La FTUSA souligne la nécessité d’intensifier les campagnes de communication ciblant directement les épargnants, en mettant en avant les avantages fiscaux et le rôle crucial que l’assurance-vie pourrait jouer dans la préparation à la retraite et le financement de grands projets publics et privés. À terme, ce segment pourrait devenir le moteur principal du développement économique national, notamment en finançant des infrastructures comme les autoroutes ou les énergies renouvelables.

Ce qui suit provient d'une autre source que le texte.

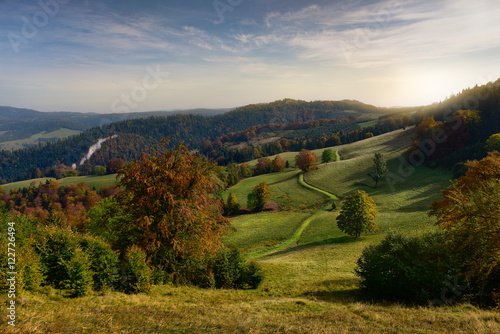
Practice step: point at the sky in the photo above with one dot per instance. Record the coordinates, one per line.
(111, 56)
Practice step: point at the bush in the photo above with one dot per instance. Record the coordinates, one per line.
(136, 275)
(56, 246)
(407, 269)
(79, 282)
(231, 271)
(103, 261)
(271, 206)
(232, 207)
(29, 268)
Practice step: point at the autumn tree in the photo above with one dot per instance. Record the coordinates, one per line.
(306, 160)
(257, 199)
(327, 156)
(358, 214)
(493, 143)
(171, 205)
(263, 166)
(232, 205)
(380, 167)
(470, 215)
(277, 165)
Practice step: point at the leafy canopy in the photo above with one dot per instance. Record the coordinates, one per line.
(380, 168)
(358, 214)
(171, 205)
(258, 198)
(306, 160)
(470, 215)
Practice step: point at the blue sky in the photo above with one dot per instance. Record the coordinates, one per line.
(117, 56)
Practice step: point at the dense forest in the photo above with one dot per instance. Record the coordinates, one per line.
(139, 135)
(285, 125)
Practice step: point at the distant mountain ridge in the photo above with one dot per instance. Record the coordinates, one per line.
(20, 127)
(135, 136)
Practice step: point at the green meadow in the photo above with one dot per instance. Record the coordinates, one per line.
(309, 285)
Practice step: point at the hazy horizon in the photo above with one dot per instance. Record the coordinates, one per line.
(128, 56)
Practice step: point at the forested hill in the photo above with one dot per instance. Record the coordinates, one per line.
(18, 124)
(138, 135)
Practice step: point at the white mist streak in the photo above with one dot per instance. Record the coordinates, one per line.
(94, 148)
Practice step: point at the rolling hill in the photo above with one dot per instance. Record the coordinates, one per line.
(308, 288)
(20, 128)
(136, 136)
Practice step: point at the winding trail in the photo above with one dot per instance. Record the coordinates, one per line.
(294, 240)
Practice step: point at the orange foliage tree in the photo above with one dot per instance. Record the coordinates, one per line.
(470, 215)
(171, 203)
(277, 165)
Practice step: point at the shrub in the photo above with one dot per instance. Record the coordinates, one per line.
(231, 271)
(103, 261)
(407, 268)
(136, 276)
(29, 268)
(55, 246)
(358, 214)
(79, 282)
(271, 206)
(257, 199)
(232, 207)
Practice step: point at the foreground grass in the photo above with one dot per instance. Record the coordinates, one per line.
(308, 288)
(190, 310)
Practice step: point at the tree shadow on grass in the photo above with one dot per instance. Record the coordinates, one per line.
(342, 290)
(283, 180)
(297, 247)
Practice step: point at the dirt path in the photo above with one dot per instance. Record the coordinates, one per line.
(294, 240)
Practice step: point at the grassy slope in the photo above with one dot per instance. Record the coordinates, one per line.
(309, 288)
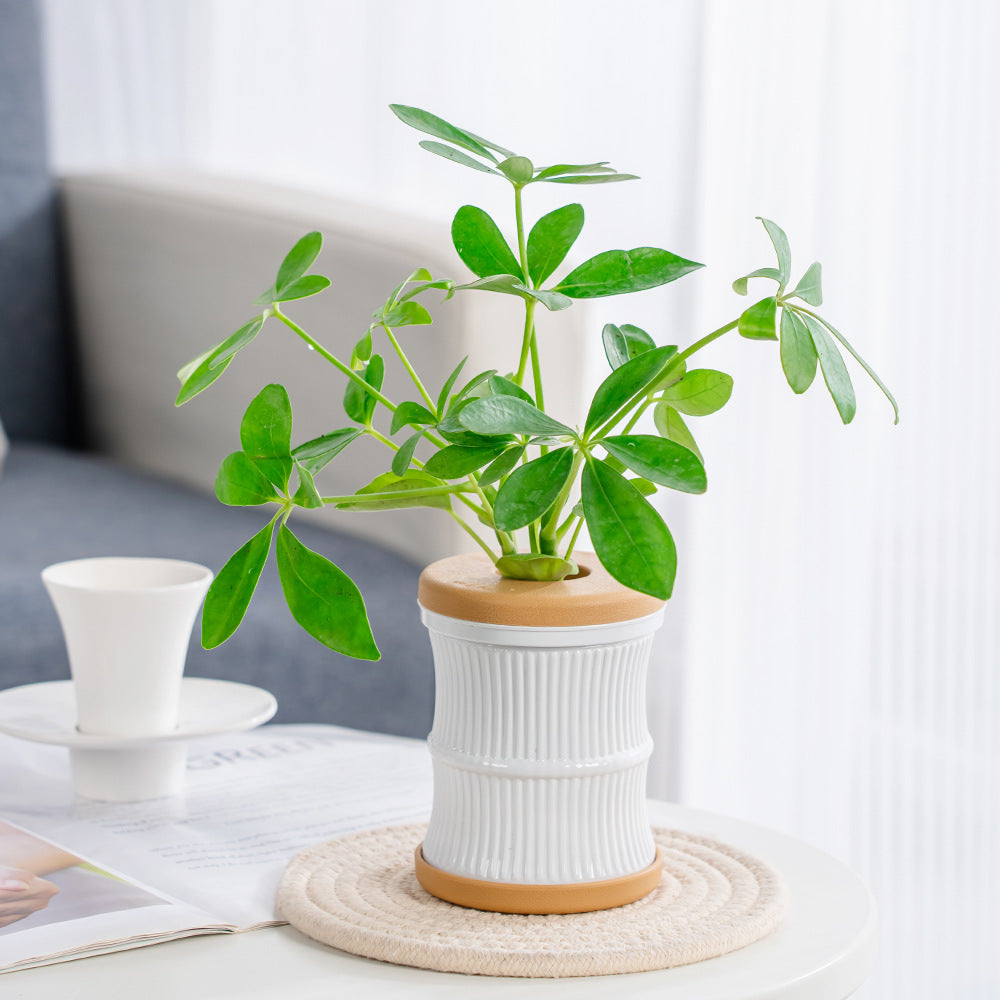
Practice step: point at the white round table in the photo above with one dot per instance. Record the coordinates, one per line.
(823, 951)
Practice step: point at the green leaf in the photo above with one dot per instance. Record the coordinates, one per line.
(518, 169)
(449, 385)
(481, 245)
(488, 143)
(298, 260)
(530, 566)
(625, 382)
(530, 490)
(562, 169)
(401, 460)
(595, 179)
(835, 374)
(316, 454)
(359, 405)
(644, 486)
(424, 121)
(455, 155)
(500, 466)
(410, 490)
(798, 353)
(408, 314)
(629, 536)
(760, 321)
(235, 343)
(198, 375)
(411, 413)
(472, 387)
(229, 596)
(781, 248)
(362, 352)
(671, 425)
(240, 483)
(810, 286)
(307, 495)
(456, 461)
(508, 415)
(616, 272)
(623, 343)
(659, 460)
(323, 599)
(311, 284)
(740, 284)
(864, 364)
(550, 240)
(501, 386)
(700, 392)
(266, 434)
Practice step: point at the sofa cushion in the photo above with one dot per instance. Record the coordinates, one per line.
(37, 388)
(57, 505)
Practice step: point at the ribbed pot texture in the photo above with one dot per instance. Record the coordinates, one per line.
(540, 745)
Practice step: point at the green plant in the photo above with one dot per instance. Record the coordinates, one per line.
(495, 455)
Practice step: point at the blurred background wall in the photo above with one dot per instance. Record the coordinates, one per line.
(830, 664)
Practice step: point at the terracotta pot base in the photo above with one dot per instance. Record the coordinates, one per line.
(507, 897)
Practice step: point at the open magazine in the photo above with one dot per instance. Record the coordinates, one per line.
(81, 878)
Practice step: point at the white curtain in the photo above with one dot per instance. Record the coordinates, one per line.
(830, 663)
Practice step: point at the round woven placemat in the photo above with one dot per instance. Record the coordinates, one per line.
(360, 894)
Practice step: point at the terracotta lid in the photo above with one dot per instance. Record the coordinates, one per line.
(469, 587)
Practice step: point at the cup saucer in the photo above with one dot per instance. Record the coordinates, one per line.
(46, 713)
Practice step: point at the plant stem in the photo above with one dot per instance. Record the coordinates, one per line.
(526, 340)
(413, 375)
(336, 362)
(572, 541)
(472, 533)
(430, 491)
(381, 437)
(550, 530)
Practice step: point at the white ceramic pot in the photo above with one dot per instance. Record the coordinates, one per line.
(540, 745)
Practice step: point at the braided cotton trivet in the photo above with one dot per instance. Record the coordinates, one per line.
(359, 894)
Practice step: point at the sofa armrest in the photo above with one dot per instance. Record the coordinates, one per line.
(165, 265)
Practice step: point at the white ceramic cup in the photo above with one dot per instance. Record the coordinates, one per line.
(127, 623)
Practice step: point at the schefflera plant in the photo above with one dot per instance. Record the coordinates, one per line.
(488, 450)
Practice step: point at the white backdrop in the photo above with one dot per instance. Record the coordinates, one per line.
(830, 667)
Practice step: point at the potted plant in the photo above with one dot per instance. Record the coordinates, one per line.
(540, 739)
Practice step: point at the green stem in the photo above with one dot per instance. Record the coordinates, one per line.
(381, 437)
(472, 534)
(857, 357)
(413, 375)
(336, 362)
(572, 541)
(430, 491)
(550, 530)
(526, 340)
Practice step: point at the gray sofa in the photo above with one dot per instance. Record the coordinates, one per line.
(62, 499)
(108, 284)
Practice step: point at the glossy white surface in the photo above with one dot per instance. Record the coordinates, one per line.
(131, 769)
(540, 746)
(45, 713)
(823, 951)
(127, 622)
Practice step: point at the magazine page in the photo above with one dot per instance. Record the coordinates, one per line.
(252, 801)
(54, 904)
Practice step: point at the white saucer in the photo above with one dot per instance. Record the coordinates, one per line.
(46, 713)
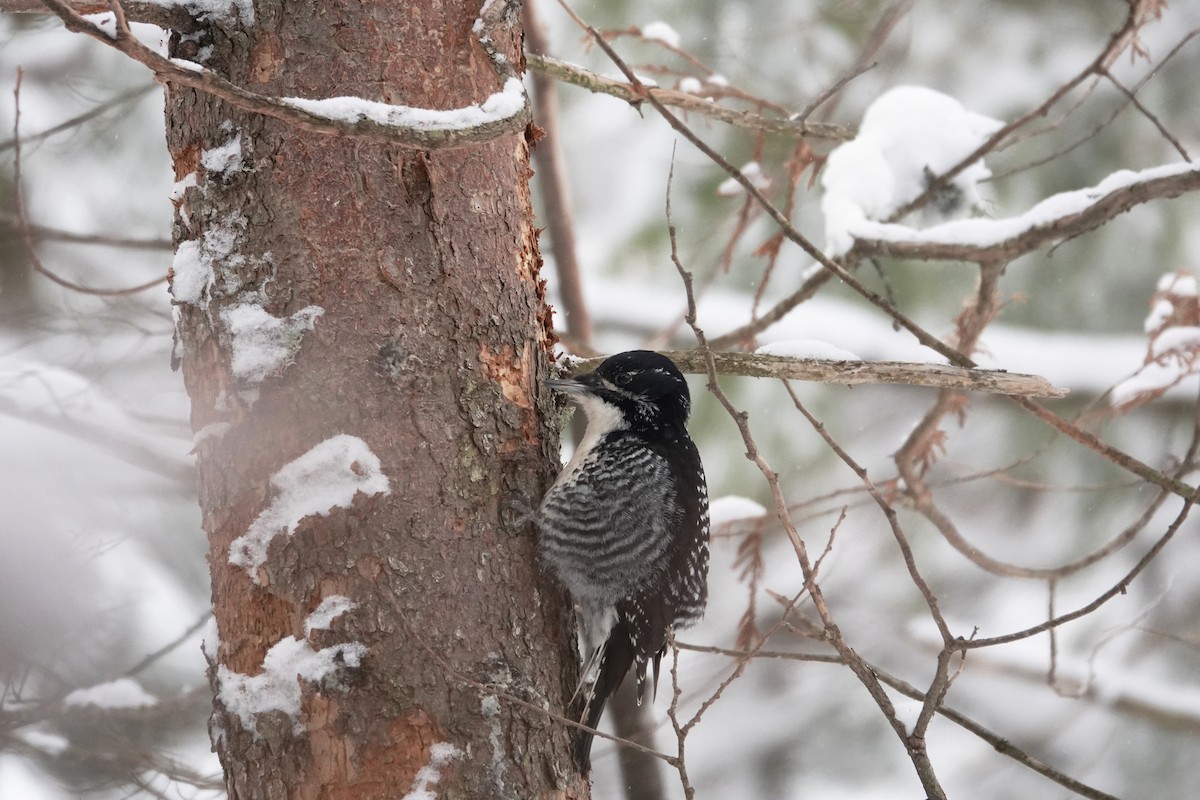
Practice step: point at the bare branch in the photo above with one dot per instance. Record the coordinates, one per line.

Comparaison des approches d’assurance-vie par bancassurance en Tunisie et en France

Aspect Tunisie France
Part du marché vie gérée par bancassurance 62% 85%
Types de produits proposés Assurance emprunteur, épargne-retraite, assistance voyage, caution, agricole Assurances auto, habitation, santé, prévoyance, pension, assistance
Avantages fiscaux principaux Déductibilité jusqu’à 100 000 DT par contrat individuel Déductions fiscales et exonérations sociales selon les contrats
Nombre de compagnies indépendantes 3-4 Plusieurs dizaines

Digitalisation et innovation : un enjeu décisif pour le secteur assurance tunisienne face à la concurrence

La digitalisation est une priorité affirmée pour Mondher Khabcheche et la FTUSA. Le développement d’un écosystème numérique unifié est en cours, avec notamment la dématérialisation complète des processus liés aux attestations d’assurance automobile, aux constats électroniques, et au recours matériel et corporel. Ce système interactif réunit plusieurs institutions publiques et privées pour offrir aux assurés un service intégré et simplifié.

La collaboration entre la FTUSA, le Ministère des Finances, l’Agence Technique des Transports Terrestres, le Centre National de l’Informatique et le Ministère de l’Intérieur montre la volonté collective d’optimiser la gouvernance et la traçabilité dans le secteur. Cette digitalisation totale réduira les fraudes, accélérera la gestion des sinistres et améliorera la satisfaction client, formant ainsi la base d’une stratégie proactive moderne.

Cependant, malgré un vivier de talents indéniable, les Insurtech tunisiennes sont encore freinées par plusieurs contraintes réglementaires, notamment la réglementation des changes. Pour lever ces obstacles, la FTUSA milite pour la création d’un « bac à sable » réglementaire (sandbox), qui permettrait aux jeunes entreprises innovantes d’expérimenter leurs solutions avec plus de flexibilité et d’agilité. Ce cadre légal innovant favoriserait aussi l’attraction d’investisseurs internationaux et dynamiserait le secteur dans son ensemble.

Quelle est la principale mesure pour faire évoluer l’assurance tunisienne ?

L’approche proposée par Mondher Khabcheche est de passer d’une résilience silencieuse à une dynamique proactive, en misant sur l’innovation, la digitalisation et un partenariat public-privé fort pour mieux gérer les risques majeurs.

Pourquoi l’assurance automobile domine-t-elle encore le marché tunisien ?

L’assurance automobile représente environ 40 % de l’activité car elle est obligatoire et liée à un parc automobile en croissance, malgré la saturation du segment. Les autres types d’assurances peinent à se développer rapidement en raison de freins culturels et réglementaires.

Comment la FTUSA contribue-t-elle à la gestion des risques cyber ?

La FTUSA a mis en place un comité sectoriel qui travaille avec des experts internationaux pour partager en temps réel les alertes de sécurité, coordonnant ainsi la défense du secteur contre les attaques informatiques.

Quels leviers fiscaux soutiennent la croissance de l’assurance-vie ?

Le principal levier est la déductibilité fiscale portée à 100 000 dinars pour les contrats individuels, un avantage qui stimule fortement l’épargne en assurance-vie en Tunisie.

Quels sont les objectifs majeurs de la FTUSA pour les prochaines années ?

Prioriser la digitalisation intégrale, renforcer la prévention routière, lutter contre la fraude, développer l’assurance vie et améliorer la relation client pour restaurer la confiance.